The loopholes and weaknesses of the website can be easily exploited by hackers to launch attacks, bring adverse effects and cause economic losses.

Regular vulnerability scanning：A rich vulnerability rule library can conduct comprehensive and in-depth vulnerability scans for various types of websites and provide professional and comprehensive scan reports.

Most urgent vulnerability scan：For the most urgent CVE vulnerabilities, security experts will analyze the vulnerabilities, update rules, and provide the fastest and most professional CVE vulnerability scans in a timely manner.

1. 1. 1. Weak password scanning

Assets such as hosts or middleware generally use passwords for remote login, and attackers often use scanning techniques to detect their usernames and weak passwords.

Multiple scenes available：Comprehensive OS connectivity, covering 90% of middleware, supports weak password detection for standard Web services, operating systems, databases, etc.

Rich weak password library：A rich weak password matching library simulates hackers to detect weak passwords in various scenarios, and supports custom dictionaries for password detection.

1. 1. 1. Middleware Scanning

Middleware can help users develop and integrate complex application software flexibly and efficiently. Once hackers discover and exploit vulnerabilities, it will affect the security of upper and lower layers.

Rich scanning scenarios：Supports version vulnerability and configuration compliance scanning of mainstream Web containers, front-end development frameworks, and back-end microservice technology stacks.

Multiple scanning modes optional：It supports identifying the middleware and its version in the server through various methods such as standard packages or custom installation, and comprehensively discovers the vulnerability risks in the server.

1. 1. 1. Content compliance testing

When a website is found to have non-compliant speech, it will cause multiple losses to the company in terms of brand and economy.

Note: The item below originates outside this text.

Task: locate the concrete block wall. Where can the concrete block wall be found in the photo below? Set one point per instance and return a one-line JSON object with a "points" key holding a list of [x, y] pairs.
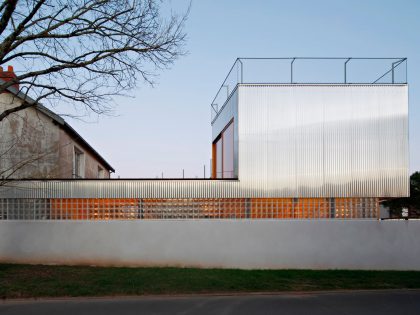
{"points": [[247, 244]]}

Accurate identification：Synchronously update sample data of current political hot spots and public opinion events, and accurately locate various sensitive content related to pornography, violence, terrorism, politics, etc.

Intelligent and efficient：Conduct contextual semantic analysis on text and image content, and intelligently identify complex variant texts.

• Summarize:

Once a vulnerability is exploited by criminals, the company will suffer huge losses. If the risks of the website can be discovered proactively and repair measures are taken in time, the risk can be reduced and the loss can be minimized. Therefore, as a proactive preventive measure, vulnerability scanning plays a huge role in effectively avoiding hacker attacks and preventing them before they happen.

Vulnerability scanning services can effectively solve the challenges faced by website security management, and can also better meet the efficiency and accuracy required in security inspection work, so as to improve the security management level of websites and applications.